Chuva, suor e cerveja – como o álcool sai do nosso corpo

Com o passar das horas o corpo vai eliminando o álcool junto com outras excreções corporais, como a urina e o suor. Os efeitos da ressaca vão passando a medida que a enzima ALDH consegue converter o acetaldeído em acetato, menos tóxico ao nosso corpo.

Enquanto isso a ingestão de líquidos não alcoólicos (como água e sucos) é altamente recomendada para acentuar a excreção e tornar o efeito do acetaldeído menos devastador.
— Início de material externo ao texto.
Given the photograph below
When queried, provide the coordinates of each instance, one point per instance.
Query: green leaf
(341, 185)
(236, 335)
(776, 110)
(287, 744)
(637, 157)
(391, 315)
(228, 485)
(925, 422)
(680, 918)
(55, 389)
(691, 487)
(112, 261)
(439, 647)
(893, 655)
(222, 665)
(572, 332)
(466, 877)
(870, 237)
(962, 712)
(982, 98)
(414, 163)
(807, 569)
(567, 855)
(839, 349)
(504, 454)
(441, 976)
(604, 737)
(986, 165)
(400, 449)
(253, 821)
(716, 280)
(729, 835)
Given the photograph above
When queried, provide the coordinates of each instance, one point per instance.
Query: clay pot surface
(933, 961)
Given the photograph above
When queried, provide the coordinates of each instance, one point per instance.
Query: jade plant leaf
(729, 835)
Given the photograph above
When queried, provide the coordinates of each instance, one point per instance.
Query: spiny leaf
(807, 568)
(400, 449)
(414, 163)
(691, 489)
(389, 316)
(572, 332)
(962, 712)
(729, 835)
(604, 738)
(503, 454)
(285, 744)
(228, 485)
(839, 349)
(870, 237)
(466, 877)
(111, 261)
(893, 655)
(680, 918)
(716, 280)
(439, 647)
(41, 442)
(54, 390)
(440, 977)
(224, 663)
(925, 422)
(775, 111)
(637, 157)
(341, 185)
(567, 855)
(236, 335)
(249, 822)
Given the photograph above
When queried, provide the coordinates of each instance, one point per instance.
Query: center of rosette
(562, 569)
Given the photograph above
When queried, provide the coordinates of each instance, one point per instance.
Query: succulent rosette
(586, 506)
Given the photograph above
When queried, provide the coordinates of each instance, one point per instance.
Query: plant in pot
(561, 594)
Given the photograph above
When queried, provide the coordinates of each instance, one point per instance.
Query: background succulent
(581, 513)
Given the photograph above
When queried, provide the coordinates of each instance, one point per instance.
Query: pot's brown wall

E eu recomendo fortemente desligar o celular ou entregá-lo a alguém de confiança quando o álcool começar a mostrar as garras, ok? Isso faz com que os efeitos da ressaca do dia seguinte apareçam como uma dor de cabeça ou um enjôo, sintomas mais simples de lidar do que as 11 ligações pros ex amores…

Referências:

  1. PADULA, Claudia B. et al. Gender effects in alcohol dependence: an fMRI pilot study examining affective processing.Alcoholism: Clinical and Experimental Research, v. 39, n. 2, p. 272-281, 2015.
  2. COLLINS, Allan C. et al. Variations in alcohol metabolism: influence of sex and age.Pharmacology Biochemistry and Behavior, v. 3, n. 6, p. 973-978, 1975.
  3. CARRIGAN, Matthew A. et al. Hominids adapted to metabolize ethanol long before human-directed fermentation.Proceedings of the National Academy of Sciences, v. 112, n. 2, p. 458-463, 2015.